Dr S’lindile Ndwalane, leading Dermatologist for SCIN @Hyde Park, offers her expert tips on ways to prevent and treat maskne.
“Maskne” is a term that has been coined for a type of acne known as “acne mechanica”. This is an eruption of acne because of constant mechanical friction, in this case, the face mask. The friction from the mask as well as humidity and sweating contribute to clogging of pores and inflammation – leading to pimples.
According to Dr Sli, everyone has sebum, bacteria, and dead skin cells on our skin. When we wear a mask, these substances can build up more and block your pores.

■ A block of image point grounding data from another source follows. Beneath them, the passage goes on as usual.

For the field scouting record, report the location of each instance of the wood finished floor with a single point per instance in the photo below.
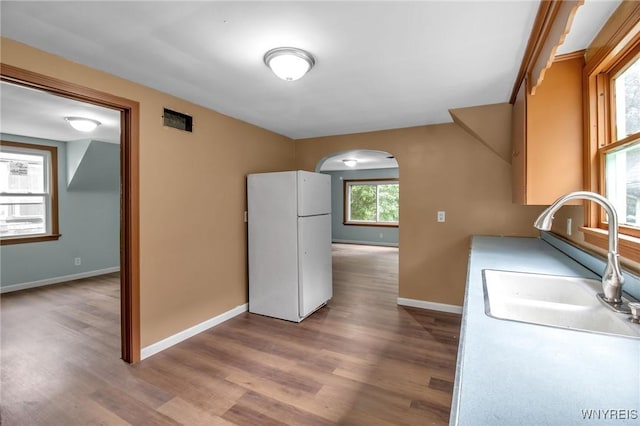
(361, 360)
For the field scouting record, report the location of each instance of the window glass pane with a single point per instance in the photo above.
(622, 169)
(24, 215)
(627, 88)
(22, 173)
(388, 202)
(362, 203)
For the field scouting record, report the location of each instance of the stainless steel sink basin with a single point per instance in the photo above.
(552, 300)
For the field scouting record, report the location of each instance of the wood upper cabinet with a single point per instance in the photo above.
(547, 129)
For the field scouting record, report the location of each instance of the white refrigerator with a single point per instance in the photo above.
(289, 222)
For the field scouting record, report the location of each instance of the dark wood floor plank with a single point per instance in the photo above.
(360, 360)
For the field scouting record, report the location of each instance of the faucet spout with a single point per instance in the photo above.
(612, 279)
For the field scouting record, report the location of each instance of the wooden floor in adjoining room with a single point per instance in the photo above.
(361, 360)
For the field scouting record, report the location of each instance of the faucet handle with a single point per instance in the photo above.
(635, 312)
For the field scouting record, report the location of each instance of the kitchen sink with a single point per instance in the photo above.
(552, 300)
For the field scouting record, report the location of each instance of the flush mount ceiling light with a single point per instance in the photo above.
(83, 124)
(289, 63)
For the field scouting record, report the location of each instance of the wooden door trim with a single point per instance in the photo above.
(129, 194)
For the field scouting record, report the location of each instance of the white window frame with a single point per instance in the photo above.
(348, 183)
(50, 161)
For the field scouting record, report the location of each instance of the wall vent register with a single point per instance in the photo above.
(177, 120)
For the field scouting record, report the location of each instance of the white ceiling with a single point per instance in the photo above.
(38, 114)
(380, 65)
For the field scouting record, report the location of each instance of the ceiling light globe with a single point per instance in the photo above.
(82, 124)
(289, 63)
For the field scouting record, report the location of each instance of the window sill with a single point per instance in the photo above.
(628, 246)
(383, 225)
(24, 240)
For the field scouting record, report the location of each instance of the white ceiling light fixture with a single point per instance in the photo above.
(289, 63)
(83, 124)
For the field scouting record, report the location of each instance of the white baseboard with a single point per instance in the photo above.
(423, 304)
(163, 344)
(366, 243)
(57, 280)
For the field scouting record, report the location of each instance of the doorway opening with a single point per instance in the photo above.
(365, 197)
(129, 190)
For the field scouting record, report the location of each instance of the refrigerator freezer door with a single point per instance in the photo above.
(314, 193)
(273, 245)
(314, 262)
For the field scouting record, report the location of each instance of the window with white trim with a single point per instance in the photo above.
(372, 202)
(28, 193)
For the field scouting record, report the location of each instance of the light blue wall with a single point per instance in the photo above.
(89, 222)
(375, 235)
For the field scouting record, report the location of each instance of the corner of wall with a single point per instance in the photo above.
(489, 124)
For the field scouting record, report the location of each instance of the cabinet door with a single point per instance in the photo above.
(547, 144)
(518, 156)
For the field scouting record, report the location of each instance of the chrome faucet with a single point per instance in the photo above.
(612, 279)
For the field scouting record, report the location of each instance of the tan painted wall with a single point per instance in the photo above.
(192, 197)
(442, 167)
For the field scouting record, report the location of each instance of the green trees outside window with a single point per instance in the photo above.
(372, 202)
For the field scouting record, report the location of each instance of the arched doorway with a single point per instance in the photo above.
(365, 196)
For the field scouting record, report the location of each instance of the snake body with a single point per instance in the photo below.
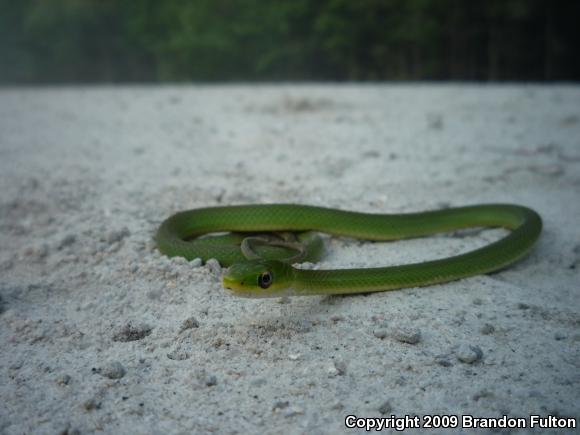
(268, 276)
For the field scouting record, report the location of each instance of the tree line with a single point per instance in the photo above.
(50, 41)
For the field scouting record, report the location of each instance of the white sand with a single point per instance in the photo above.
(87, 174)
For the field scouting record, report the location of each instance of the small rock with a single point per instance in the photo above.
(385, 408)
(91, 404)
(112, 370)
(179, 260)
(469, 354)
(211, 380)
(487, 329)
(338, 368)
(189, 323)
(293, 411)
(443, 361)
(67, 240)
(258, 382)
(280, 404)
(130, 332)
(63, 379)
(214, 266)
(178, 354)
(407, 335)
(116, 235)
(380, 333)
(37, 252)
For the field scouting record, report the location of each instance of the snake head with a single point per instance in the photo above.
(259, 279)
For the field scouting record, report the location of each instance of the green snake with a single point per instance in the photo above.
(263, 267)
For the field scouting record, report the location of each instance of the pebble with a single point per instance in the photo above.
(293, 411)
(469, 354)
(559, 336)
(130, 332)
(91, 404)
(38, 252)
(116, 235)
(338, 368)
(385, 408)
(407, 335)
(179, 260)
(443, 361)
(63, 380)
(112, 370)
(189, 323)
(487, 329)
(213, 266)
(67, 240)
(380, 333)
(211, 380)
(280, 404)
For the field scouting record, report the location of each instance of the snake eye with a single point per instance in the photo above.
(265, 280)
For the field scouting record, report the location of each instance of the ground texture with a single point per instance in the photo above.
(101, 333)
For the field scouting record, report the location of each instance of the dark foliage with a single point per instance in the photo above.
(247, 40)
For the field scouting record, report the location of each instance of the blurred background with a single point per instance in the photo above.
(104, 41)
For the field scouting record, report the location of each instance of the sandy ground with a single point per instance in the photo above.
(101, 334)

A mask also traps humidity due to your breathing and sweating, which makes this the ideal breading space for bacteria and breakouts to form.
“Other conditions that can be caused by wearing a face mask include: rosacea, irritant and allergic contact dermatitis (which occurs when you are allergic or sensitive to the material of your mask); and folliculitis, (which is inflammation of your hair follicles).”
Tips to Avoid and Treat Maskne:
· Wash your face twice daily with a gentle fragrance-free cleanser. When washing your face, use lukewarm water and pat your skin dry with a clean towel – avoid rubbing your skin as this may cause irritation.
· If you have acne prone skin try a medicated cleanser with tea tree, salicylic acid, glycolic acid or benzoyl peroxide.
· Avoid harsh granular exfoliators as these can create or worsen irritation.
· Use a lightweight non-comedogenic (doesn’t clog pores) moisturiser and apply it every day before wearing your mask.
· Include Hyaluronic Acid in your skin care regimen for hydration.
· Start using skin care products with vitamin C during the day.
· Treat spots with Benzoyl Peroxide which can be obtained over the counter.
· Make sure your night cream has Retinol (vitamin A) in it.
· Make sure you wear sunscreen every day!
· Wash and/or change your mask every day. Never reuse a cloth mask without first washing it. Use unscented hypoallergenic laundry detergent, then let it dry completely.
· Skip the makeup while you’re treating maskne. Beauty products such as foundation, concealer, and blush can clog your pores and prolong healing. If skipping make up is not possible, use lightweight, non-comedogenic make up.
· Where possible, remove your mask every 4 hours to give your skin a break.You should remove your face mask only when you can practice social distancing from other people. It’s also important to wash your hands before and after taking a mask break.
· Choose the right mask. To avoid skin issues, try to wear a face mask that fits snugly, but not too tight, and is made of natural, soft, lightweight fabric like cotton. If possible avoid masks made of synthetic fabrics as these materials can irritate the skin.
“Although maskne can be frustrating, by following the advice above you can prevent and effectively treat minor skin problems caused by wearing a mask,” says Dr Sli. “If your maskne is more severe, or if it still persists after trying these recommendations, be sure to make an appointment with a Dermatologist.”